— Ну, не знаю. Может, на берегу погранзастава, маяк, какое-нибудь село — слишком маленькое, чтобы быть отмеченным на карте.
— Но наши друзья, если мы правильно угадали их маршрут, эту дорогу пересекут, верно?
— Молодец, Диего. Значит, распорядись поставить посты вдоль дороги. На побережье, вот тут, вот здесь, на развилке, и отправь людей в этот Текесси.
— Извини, Мигель, — развел руками Диего. — Не могу. Перекрыть путь к границе и эту дорогу — еще куда ни шло, но чтобы занять все подступы к городу у меня просто не хватит людей.
Маэстро секунду подумал и изрек:
— Ладно, занимайся дорогой и границей. Я пока свяжусь с Падре и нижайше попрошу подкрепления. Заодно попрошу катер у пограничников — пусть вдоль берега покрутятся, может, и найдут какие-нибудь следы. А потом мы с тобой сами переместимся в этот Текесси. И если… — Он запнулся, помолчал. — Молю Бога, чтобы мы не ошиблись, Диего, чтобы мы правильно все рассчитали, иначе… Прикажи подготовить мне машину с шофером: у меня больше нет самолета. Твой Нуньес принес паштейги. Они на столе в гостиной. После сходи, а то остынут…
— А ты?
— А я лучше напьюсь крови этих треклятых русских.
— В таком случае, Мигель, желаю тебе не помереть с голоду, — улыбнулся Марсиа.
Маэстро посмотрел на него так, что Диего мигом стер улыбку с лица.
— Не советую тебе так шутить, Диего, — тихо сказал он. И вышел.
Агент «Неваляшка»
Мы все выдохлись. Даже я, человек вроде бы тренированный. Мне тоже необходимо время на восстановление. Может, чуть меньше, чем остальным. Однозначно — без воды и еды мы долго не протянем. Люди начнут падать, и поднять их будет невозможно. Падать… Чтобы еще раз упасть, им надо сейчас подняться, после «морских приключений». В чем нет сомнений — сейчас пойдут истерики. Истерики и разбор полетов — кто виноват в нашем бедственном теперешнем положении. Придется участвовать… Хорошо, если истерика случится с кем-то одним. А если со всеми? Истерика даже одного из них может закончиться всеобщей сварой. Может. Их психические резервы на пределе. Или: все закончится всеобщей апатией. Они уже на пороге такого состояния, когда все равно, что с тобой будет, лишь бы сейчас не трогали, не заставляли куда-то идти, что-то делать. Дескать, нет сил, дескать, настолько плохо. Иногда человека в таком состоянии и под дулом не поднимешь. Мне от «персоны» уходить нельзя. Но вот только «персону» с собой не уведешь. Варианты? Придумаем на ходу. Но раньше, чем минут через пятнадцать, никто даже и бровью не шевельнет от усталости. А вот мне необходимо себя заставить и шевелиться, шевелиться, не сидеть сиднем…
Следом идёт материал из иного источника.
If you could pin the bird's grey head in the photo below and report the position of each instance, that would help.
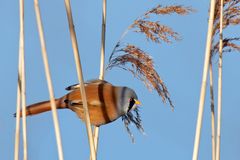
(129, 99)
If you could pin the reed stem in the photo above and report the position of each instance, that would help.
(49, 80)
(204, 81)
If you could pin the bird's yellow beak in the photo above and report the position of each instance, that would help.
(137, 102)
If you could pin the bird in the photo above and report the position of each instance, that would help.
(106, 102)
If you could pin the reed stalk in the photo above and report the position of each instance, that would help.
(22, 87)
(21, 50)
(17, 131)
(204, 81)
(102, 66)
(212, 111)
(49, 81)
(80, 78)
(219, 82)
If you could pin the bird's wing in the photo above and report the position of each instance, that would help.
(92, 82)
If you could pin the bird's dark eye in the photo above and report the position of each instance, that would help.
(131, 103)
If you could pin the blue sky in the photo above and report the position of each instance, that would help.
(170, 135)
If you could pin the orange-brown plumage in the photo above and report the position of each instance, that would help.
(105, 102)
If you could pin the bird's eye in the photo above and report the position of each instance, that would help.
(131, 103)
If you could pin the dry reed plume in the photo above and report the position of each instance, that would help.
(231, 17)
(131, 58)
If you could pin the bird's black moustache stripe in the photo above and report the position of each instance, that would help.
(131, 104)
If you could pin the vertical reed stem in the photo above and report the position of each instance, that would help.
(22, 79)
(49, 80)
(102, 66)
(21, 50)
(219, 83)
(212, 110)
(204, 81)
(80, 78)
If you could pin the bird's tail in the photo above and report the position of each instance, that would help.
(42, 107)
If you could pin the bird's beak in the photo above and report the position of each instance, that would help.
(137, 102)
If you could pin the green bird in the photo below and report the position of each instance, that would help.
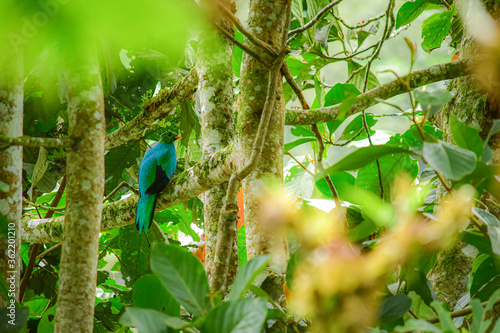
(157, 168)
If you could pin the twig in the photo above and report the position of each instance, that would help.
(352, 27)
(313, 21)
(251, 37)
(27, 141)
(242, 46)
(26, 201)
(36, 246)
(122, 184)
(445, 3)
(44, 253)
(299, 163)
(461, 312)
(319, 138)
(229, 211)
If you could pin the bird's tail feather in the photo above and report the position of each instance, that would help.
(145, 212)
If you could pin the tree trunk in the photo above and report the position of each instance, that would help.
(11, 171)
(85, 188)
(476, 108)
(266, 21)
(215, 96)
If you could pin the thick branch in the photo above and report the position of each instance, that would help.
(210, 172)
(28, 141)
(417, 79)
(161, 106)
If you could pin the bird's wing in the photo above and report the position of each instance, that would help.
(165, 164)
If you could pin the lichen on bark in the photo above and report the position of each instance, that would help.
(85, 189)
(11, 125)
(266, 22)
(215, 102)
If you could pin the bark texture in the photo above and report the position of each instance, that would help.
(85, 189)
(210, 172)
(266, 21)
(215, 97)
(476, 108)
(11, 159)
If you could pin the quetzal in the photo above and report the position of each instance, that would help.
(157, 168)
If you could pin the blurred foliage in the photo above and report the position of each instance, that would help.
(364, 273)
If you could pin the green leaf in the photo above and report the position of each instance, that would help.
(409, 11)
(246, 275)
(485, 272)
(393, 308)
(356, 125)
(4, 187)
(465, 136)
(48, 321)
(493, 226)
(149, 293)
(361, 157)
(116, 161)
(432, 100)
(150, 321)
(435, 29)
(339, 92)
(359, 79)
(182, 275)
(299, 182)
(451, 161)
(298, 142)
(237, 53)
(412, 325)
(134, 254)
(444, 318)
(477, 239)
(339, 179)
(245, 315)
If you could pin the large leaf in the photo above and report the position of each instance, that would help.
(435, 29)
(246, 274)
(339, 92)
(409, 11)
(361, 157)
(241, 316)
(451, 161)
(465, 136)
(149, 293)
(116, 161)
(134, 250)
(182, 275)
(493, 227)
(150, 321)
(485, 273)
(298, 142)
(393, 308)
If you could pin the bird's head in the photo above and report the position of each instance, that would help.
(169, 137)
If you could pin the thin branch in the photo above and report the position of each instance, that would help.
(44, 253)
(229, 211)
(359, 25)
(461, 312)
(161, 106)
(242, 46)
(319, 138)
(122, 184)
(26, 201)
(299, 163)
(418, 78)
(313, 21)
(251, 37)
(27, 141)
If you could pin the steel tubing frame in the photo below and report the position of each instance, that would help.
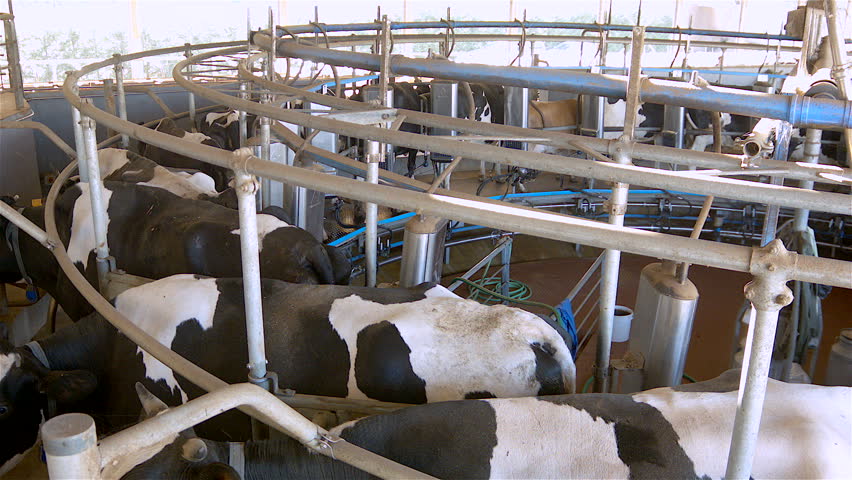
(508, 217)
(368, 461)
(640, 151)
(72, 450)
(559, 227)
(798, 110)
(246, 188)
(840, 59)
(363, 27)
(617, 207)
(96, 197)
(729, 188)
(549, 225)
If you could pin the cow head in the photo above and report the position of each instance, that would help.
(25, 388)
(187, 457)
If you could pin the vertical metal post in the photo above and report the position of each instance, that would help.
(768, 293)
(96, 194)
(71, 447)
(374, 155)
(16, 79)
(813, 142)
(505, 270)
(246, 187)
(79, 144)
(122, 99)
(242, 116)
(375, 152)
(782, 146)
(617, 208)
(839, 59)
(188, 53)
Первым пошевелился Вовик. Минут через десять. Он, до этого лежавший мертвым поленом, вдруг встрепенулся, поспешно полез в карман шорт и вытащил сигаретную пачку. Выглядела она жалко: смятый верх, промятые края. Первая выуженная сигарета была надорвана посередине. Разломив ее до конца, большую часть Вова сунул в рот, меньшую запихнул обратно в пачку. Закурил. После второй затяжки сморщился, как от зубной боли, и выплюнул сигарету. По тому, как он положил руку на лоб, любой мог бы сделать верное предположение, что у парня заболела голова. Но никто на парня не смотрел.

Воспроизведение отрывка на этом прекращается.